Nineteenth-century science was, as General Smuts happily describes it, " a system of purified, glorified common sense." The twentieth century is rapidly formulating a philosophy at which common sense can only stare and gasp. Our physicists have penetrated within the atom, and have revealed an ultra-microscopic world in which the very laws of thought themselves seem no longer to be adequate swimming-bladders for the inquirer. Minkowski's revolutionary notion of space- time—compounded in some mysterious way of time and space, but hardly of either the time or the space known to common sense—has led to Einstein's theory of relativity, and so to a wholly new conception of " the basic structure of the world." The quantum theory, asserting the granular or discrete structure of energy, has still further obscured the old common-sense views. The general acceptance of the facts of organic evolution has brought about " a far-reaching change in our outlook on the universe and our sense of values." We would specially call attention to General Smuts's strikingly original comparison of the quantum with life itself ; both, as he points out, are types of organization rather than actual entities, and both have the singular property of exhibiting themselves only as wholes ; there is no such thing as a fragment of life or a fraction of a quantum.

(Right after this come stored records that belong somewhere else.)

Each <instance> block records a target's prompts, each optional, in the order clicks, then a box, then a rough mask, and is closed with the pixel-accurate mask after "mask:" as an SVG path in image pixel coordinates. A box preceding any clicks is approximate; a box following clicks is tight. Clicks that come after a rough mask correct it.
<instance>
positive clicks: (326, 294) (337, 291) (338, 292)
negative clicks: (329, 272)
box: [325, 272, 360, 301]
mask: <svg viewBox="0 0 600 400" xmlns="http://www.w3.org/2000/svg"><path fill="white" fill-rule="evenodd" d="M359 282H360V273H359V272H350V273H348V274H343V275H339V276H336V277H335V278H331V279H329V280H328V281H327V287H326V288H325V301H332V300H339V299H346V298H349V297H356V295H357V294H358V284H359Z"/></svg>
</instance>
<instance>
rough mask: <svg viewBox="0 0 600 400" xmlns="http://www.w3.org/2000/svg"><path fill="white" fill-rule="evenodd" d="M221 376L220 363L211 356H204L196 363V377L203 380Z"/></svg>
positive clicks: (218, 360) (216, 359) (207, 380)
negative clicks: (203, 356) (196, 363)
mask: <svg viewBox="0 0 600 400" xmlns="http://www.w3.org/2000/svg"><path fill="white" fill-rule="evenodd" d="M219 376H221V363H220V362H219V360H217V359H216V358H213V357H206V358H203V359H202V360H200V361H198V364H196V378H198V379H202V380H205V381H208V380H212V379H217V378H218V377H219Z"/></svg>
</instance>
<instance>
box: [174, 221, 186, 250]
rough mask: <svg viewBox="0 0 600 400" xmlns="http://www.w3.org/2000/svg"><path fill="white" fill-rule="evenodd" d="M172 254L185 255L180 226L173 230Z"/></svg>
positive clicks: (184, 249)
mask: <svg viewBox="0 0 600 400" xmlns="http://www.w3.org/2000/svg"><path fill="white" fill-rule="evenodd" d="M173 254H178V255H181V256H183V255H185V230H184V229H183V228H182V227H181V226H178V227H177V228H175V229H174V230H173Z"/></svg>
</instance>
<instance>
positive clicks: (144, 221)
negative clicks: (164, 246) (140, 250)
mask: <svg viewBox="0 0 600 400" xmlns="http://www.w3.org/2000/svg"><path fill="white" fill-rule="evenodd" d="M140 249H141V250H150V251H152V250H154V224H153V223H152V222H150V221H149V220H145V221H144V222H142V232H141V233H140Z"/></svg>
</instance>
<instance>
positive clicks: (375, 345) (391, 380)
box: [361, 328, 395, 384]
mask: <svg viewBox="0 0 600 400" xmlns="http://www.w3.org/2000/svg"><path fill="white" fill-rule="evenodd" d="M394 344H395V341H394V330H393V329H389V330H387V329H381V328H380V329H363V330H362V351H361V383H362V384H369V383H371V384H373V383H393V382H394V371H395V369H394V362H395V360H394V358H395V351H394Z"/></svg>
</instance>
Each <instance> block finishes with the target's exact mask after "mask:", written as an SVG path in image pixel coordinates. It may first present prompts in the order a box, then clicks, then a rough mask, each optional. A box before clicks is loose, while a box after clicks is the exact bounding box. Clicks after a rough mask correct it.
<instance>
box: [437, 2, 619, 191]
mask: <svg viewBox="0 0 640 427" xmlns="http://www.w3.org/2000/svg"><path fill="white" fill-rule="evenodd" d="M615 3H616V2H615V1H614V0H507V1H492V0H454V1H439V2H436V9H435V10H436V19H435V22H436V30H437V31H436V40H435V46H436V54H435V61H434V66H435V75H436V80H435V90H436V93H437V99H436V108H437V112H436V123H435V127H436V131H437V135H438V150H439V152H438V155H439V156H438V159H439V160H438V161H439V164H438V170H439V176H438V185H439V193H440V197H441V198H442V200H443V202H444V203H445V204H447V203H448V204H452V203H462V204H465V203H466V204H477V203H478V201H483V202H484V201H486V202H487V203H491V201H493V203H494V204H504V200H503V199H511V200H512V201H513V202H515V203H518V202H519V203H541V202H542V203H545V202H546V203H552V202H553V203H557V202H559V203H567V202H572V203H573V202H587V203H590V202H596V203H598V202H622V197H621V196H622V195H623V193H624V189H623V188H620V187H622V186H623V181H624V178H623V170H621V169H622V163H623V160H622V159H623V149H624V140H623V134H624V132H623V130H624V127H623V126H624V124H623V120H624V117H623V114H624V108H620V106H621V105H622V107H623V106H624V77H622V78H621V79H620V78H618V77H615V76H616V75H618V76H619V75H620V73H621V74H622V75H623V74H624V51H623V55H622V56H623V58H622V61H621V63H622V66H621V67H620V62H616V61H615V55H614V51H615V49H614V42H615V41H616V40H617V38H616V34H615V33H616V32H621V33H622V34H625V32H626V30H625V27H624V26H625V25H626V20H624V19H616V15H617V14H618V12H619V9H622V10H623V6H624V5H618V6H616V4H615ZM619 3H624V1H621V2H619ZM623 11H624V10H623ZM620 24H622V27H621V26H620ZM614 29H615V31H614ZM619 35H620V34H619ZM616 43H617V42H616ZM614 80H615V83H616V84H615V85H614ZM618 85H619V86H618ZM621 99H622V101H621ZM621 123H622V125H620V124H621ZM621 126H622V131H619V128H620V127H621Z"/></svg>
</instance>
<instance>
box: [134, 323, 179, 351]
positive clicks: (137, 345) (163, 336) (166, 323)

We cannot follow General Smuts through the consequent development of his well-known and extremely suggestive holistic theory, which all thinkers should read for themselves. But we must note his cheering conclusion that life and mind are not, as some of the latest astronomers seem to suggest, mere casual accidents in the growth of an inconsiderable planet. We are privileged to be " spectators of what is perhaps the grandest event in the immeasurable history of our universe—the birth or revelation of a new world."